Their theory is that the economy can’t be healthy unless the banks are healthy. So everyone pretends that the banks are healthy.
The economy can’t grow, though, under a blanket of bad bubble-era private-sector debt.
And years of low-to-no growth hurt . . . guess who?
The banks, as seen in their plunging stock values in the past two weeks.
Guess what else hurts banks?
The government’s policy of borrowing hundreds of billions of dollars directly, not to ease a transition into a healthier economy via temporary safety-net spending and infrastructure investment, but to allow state and local governments to pretend that their unaffordable public-sector employee benefits are affordable without the revenue from a financial and housing bubble (that fantasy is what a big chunk of “stimulus” stimulated).

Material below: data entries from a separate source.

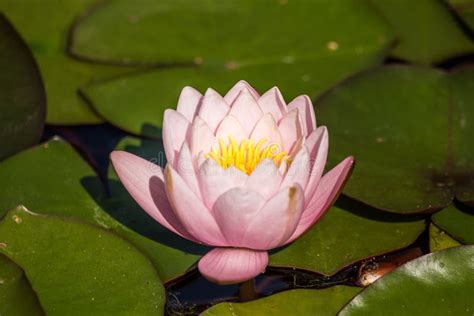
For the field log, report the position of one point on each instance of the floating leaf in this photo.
(465, 9)
(408, 128)
(16, 295)
(348, 233)
(439, 240)
(458, 221)
(45, 25)
(22, 99)
(53, 179)
(307, 58)
(427, 31)
(79, 269)
(295, 302)
(440, 283)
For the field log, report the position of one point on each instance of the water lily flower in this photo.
(244, 175)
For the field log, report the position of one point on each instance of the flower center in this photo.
(246, 155)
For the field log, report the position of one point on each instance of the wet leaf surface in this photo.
(440, 283)
(60, 258)
(407, 127)
(16, 295)
(295, 302)
(347, 233)
(427, 32)
(45, 25)
(22, 98)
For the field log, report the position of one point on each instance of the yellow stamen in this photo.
(246, 155)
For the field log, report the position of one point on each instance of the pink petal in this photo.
(318, 154)
(230, 126)
(290, 129)
(235, 90)
(234, 211)
(232, 265)
(272, 102)
(195, 217)
(144, 181)
(188, 103)
(326, 193)
(306, 111)
(246, 110)
(214, 180)
(202, 137)
(276, 221)
(185, 168)
(213, 109)
(299, 170)
(265, 179)
(267, 128)
(176, 129)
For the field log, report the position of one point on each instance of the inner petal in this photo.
(247, 154)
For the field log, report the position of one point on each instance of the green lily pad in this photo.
(465, 9)
(440, 283)
(16, 295)
(439, 240)
(427, 31)
(307, 58)
(45, 25)
(294, 302)
(22, 99)
(409, 131)
(53, 179)
(348, 233)
(458, 221)
(80, 269)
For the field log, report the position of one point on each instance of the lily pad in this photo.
(348, 233)
(16, 295)
(45, 25)
(408, 129)
(440, 283)
(427, 31)
(307, 58)
(22, 99)
(80, 269)
(439, 240)
(465, 9)
(458, 221)
(294, 302)
(53, 179)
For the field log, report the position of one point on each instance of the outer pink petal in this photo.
(214, 180)
(230, 126)
(299, 170)
(144, 181)
(246, 110)
(234, 211)
(265, 179)
(232, 265)
(276, 221)
(319, 153)
(176, 129)
(188, 103)
(185, 168)
(272, 102)
(267, 128)
(195, 217)
(213, 109)
(235, 90)
(202, 137)
(306, 111)
(326, 193)
(290, 129)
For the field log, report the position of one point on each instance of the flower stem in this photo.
(247, 291)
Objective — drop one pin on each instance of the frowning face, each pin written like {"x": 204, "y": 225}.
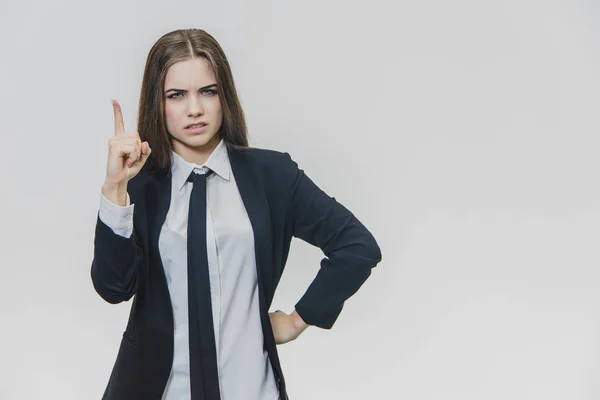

The more money Washington wastes, the less it will have for future bank bailouts.
Investors know this.
The financial industry can’t escape paying for its bubble-era mistakes. But Washington has decided to go the long way in letting the free markets work, and has taken everyone else along for the ride.
— Nicole Gelinas is a contributing editor to the Manhattan Institute’s City Journal.